Sunday, September 19, 2010

Physical Crossover

William Butler Yeats got involved in his writing.  Physically.  He tells of an embarrassing day: 
"I had a study with a window opposite some window of [my stout stupid neighbor's], and one night when I was writing I heard voices full of derision and saw the stout woman and her family standing in the window.  I have a way of acting what I write and speaking it aloud without knowing what I am doing.  Perhaps I was on my hands and knees, or looking down over the back of a chair talking into what I imagined an abyss." (WBY Reveries Over Childhood and Youth)
I don't imagine that most writers act-out to that degree, but I know that I act-out at least a little.  Usually I notice myself mimicking certain head motions and facial expressions of my characters.  I don't find that strange.  My characters are a part of me, and I am a part of them:  we stir each other in the act of creation.

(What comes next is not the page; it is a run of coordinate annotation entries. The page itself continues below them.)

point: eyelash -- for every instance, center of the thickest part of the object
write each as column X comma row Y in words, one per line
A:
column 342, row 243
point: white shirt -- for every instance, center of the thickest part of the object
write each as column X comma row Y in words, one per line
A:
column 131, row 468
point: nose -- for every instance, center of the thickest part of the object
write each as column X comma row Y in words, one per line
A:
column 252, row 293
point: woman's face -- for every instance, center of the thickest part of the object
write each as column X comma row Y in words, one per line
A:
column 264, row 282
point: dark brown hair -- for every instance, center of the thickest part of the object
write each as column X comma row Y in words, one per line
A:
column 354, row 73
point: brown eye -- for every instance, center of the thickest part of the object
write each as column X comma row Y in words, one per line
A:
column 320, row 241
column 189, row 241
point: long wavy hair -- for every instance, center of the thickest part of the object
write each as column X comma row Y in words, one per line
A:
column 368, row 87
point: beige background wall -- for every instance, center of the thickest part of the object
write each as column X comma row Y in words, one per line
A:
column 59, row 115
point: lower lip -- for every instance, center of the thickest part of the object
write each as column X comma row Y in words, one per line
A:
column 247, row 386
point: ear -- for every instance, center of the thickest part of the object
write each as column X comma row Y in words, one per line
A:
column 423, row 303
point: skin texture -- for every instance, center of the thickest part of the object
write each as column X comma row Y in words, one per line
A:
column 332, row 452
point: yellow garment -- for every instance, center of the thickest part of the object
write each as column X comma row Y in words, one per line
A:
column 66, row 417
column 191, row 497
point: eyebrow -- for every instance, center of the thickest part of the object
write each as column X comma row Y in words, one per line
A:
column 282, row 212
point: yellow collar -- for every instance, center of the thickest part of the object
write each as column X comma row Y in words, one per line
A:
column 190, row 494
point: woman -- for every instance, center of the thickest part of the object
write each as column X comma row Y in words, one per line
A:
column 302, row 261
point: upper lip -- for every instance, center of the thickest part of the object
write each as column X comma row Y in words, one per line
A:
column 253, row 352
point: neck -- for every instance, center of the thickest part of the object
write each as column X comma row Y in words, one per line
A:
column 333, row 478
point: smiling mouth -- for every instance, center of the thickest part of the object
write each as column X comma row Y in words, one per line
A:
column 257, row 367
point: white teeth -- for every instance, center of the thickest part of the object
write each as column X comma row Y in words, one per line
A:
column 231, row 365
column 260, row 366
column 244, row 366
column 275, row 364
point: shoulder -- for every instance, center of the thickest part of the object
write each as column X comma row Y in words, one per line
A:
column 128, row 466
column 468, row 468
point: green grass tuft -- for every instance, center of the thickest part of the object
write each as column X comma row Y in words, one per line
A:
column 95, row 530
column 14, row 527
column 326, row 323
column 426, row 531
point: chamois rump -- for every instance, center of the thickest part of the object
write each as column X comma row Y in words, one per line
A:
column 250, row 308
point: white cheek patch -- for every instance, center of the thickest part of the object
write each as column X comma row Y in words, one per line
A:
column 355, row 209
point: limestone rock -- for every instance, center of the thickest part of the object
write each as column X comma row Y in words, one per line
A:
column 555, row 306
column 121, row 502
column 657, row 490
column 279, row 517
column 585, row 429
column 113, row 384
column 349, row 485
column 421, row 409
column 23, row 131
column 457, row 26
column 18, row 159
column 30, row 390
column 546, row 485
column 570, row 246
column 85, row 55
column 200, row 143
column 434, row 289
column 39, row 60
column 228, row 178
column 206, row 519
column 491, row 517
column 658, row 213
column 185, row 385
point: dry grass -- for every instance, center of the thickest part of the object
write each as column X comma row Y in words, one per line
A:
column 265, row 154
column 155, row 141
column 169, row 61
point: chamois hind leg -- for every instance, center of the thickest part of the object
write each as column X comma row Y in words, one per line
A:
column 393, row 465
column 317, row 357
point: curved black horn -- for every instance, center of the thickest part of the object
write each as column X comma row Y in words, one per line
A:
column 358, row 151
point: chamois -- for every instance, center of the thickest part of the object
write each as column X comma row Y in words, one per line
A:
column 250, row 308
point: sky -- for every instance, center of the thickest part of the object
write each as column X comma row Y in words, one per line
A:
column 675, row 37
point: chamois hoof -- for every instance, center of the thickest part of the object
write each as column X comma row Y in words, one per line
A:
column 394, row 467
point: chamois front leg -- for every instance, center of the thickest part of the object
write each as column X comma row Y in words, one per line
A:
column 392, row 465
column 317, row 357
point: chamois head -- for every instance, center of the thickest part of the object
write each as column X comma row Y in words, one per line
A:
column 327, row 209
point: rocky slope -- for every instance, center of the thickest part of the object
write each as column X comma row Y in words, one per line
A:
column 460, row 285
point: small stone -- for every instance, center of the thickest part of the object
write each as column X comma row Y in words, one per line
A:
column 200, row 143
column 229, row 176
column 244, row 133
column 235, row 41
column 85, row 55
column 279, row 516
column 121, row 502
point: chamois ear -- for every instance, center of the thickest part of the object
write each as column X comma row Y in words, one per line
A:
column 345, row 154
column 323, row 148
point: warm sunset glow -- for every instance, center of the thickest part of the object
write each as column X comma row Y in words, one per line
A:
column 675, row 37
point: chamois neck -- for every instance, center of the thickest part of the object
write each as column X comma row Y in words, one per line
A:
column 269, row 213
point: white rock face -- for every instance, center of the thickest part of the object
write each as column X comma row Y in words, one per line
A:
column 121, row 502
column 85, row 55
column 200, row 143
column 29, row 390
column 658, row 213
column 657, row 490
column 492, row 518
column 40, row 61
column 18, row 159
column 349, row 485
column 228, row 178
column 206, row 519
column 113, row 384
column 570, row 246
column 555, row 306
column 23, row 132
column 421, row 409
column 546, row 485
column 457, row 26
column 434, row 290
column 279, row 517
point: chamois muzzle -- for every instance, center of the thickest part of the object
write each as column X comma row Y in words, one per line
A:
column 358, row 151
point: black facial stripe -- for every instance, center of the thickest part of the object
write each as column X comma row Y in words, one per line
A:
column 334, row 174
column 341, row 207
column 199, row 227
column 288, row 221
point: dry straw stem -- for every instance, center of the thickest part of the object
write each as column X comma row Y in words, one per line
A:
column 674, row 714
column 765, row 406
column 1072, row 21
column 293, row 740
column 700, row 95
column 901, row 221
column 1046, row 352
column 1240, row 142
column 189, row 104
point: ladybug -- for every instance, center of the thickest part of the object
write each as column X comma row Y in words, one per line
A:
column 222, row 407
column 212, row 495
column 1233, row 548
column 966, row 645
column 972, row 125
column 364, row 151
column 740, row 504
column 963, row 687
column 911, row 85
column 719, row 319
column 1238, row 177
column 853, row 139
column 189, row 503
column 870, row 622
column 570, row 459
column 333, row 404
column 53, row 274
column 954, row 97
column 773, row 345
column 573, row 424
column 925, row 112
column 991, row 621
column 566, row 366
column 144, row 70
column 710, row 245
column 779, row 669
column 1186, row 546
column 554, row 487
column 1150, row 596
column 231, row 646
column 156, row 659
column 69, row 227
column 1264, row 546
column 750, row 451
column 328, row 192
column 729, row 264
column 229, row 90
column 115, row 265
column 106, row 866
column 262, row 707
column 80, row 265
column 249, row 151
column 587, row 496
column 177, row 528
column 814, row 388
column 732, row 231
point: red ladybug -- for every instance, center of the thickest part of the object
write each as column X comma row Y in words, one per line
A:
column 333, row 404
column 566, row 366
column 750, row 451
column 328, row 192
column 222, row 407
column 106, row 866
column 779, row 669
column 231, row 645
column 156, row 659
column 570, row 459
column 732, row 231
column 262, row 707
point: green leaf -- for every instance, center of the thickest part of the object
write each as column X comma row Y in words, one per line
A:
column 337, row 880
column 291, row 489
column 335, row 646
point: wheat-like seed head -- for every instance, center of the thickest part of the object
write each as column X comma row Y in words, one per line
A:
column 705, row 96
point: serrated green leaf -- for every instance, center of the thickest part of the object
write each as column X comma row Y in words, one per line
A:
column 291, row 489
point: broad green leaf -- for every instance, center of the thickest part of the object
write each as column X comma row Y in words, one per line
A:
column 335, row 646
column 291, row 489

Acting-out also occurs when reading a novel.  In that case, another author has created characters that are so real to me that I can relate as if they are real people -- as real as the people I create myself (which is very real indeed).  I know (or think I know) their motivations, their passions, their worries, their fears, their goals, their disappointments, and what will make them happy or upset.  I know these things as well as I know myself, if the writer has done her job in the writing and I have done mine in the reading.

And that is a wonderful thing.

2 comments:

  1. I can often be heard talking out loud when I write. I have to hear the dialogue to make sure it works. I also move into certain positions to make sure they're possible, and I perform gestures over and over until a way to describe them comes to me.

    And I think it's all perfectly normal!!!